I am using the -tagsource option while loading the input data in order to identify the input source. It seems that, later while I project only selected fields from the input tuple, there are some assumptions and certain fields get projected all the time though I try to ignore them.
Take a look at my script.
rawdata = load 'data/201212*' using PigStorage(' ', '-tagsource') as (filename:chararray, ts: int, ip: chararray, domain: chararray, answer: chararray);
A = foreach rawdata generate ts, ip, domain, answer, CONCAT(CONCAT(filename, '_'), UPPER(SUBSTRING(domain, 0, 1))) as domain_index, filename as filename;
B = foreach A generate ip as ip, SUBSTRING(domain, 0, 1) as domain_first_char, filename;
dump A;
dump B;
ILLUSTRATE B;
While creating B, I am trying to include only selected fields from A. However, if I dump B, the 'ts' field (the first field in A) keeps appearing in B. But in ILLUSTRATE B, everything looks nice as expected.
Dump of A:
(100,123.98.11.123,google.com,{(google)},20121201_G,20121201)
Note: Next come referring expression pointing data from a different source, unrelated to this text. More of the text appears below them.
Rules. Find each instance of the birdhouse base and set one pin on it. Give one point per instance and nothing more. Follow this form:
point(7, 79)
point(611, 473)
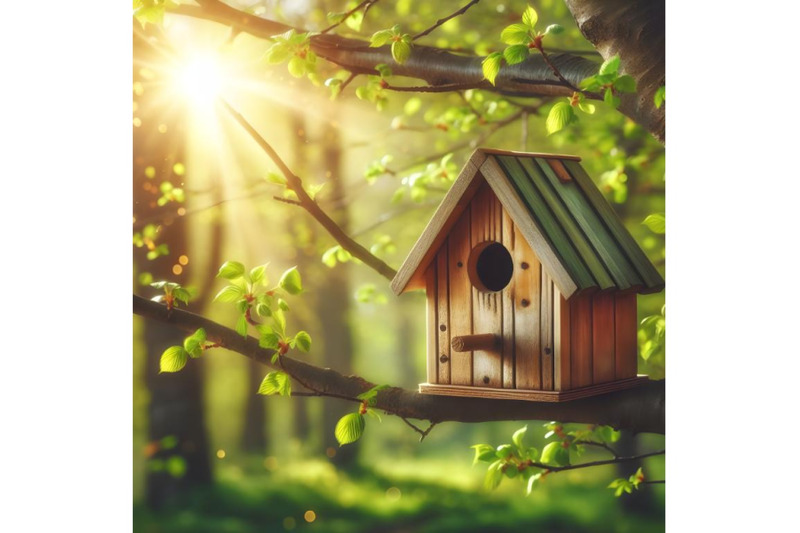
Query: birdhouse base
point(531, 395)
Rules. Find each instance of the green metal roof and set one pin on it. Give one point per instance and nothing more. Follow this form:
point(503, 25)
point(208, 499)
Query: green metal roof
point(582, 229)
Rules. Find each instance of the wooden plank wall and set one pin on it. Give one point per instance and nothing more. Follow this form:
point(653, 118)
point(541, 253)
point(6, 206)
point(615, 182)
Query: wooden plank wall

(95,500.98.11.123,yahoo.com,{(yahoo)},20121201_Y,20121201)
(107,123.98.11.123,google.com,{(google)},20121201_G,20121201)
(156,123.98.11.123,cnn.com,{(cnn)},20121201_C,20121201)
Dump of B:
(100,g,20121201)
(95,y,20121201)
(107,g,20121201)
(156,c,20121201)
ILLUSTRATE B:
B | ip:chararray | domain_first_char:chararray | filename:chararray
| 123.98.11.123 | g | 20121202
As seen in Dump B, instead of printing the ip value as the first field (as in illustrate B), it prints the ts field.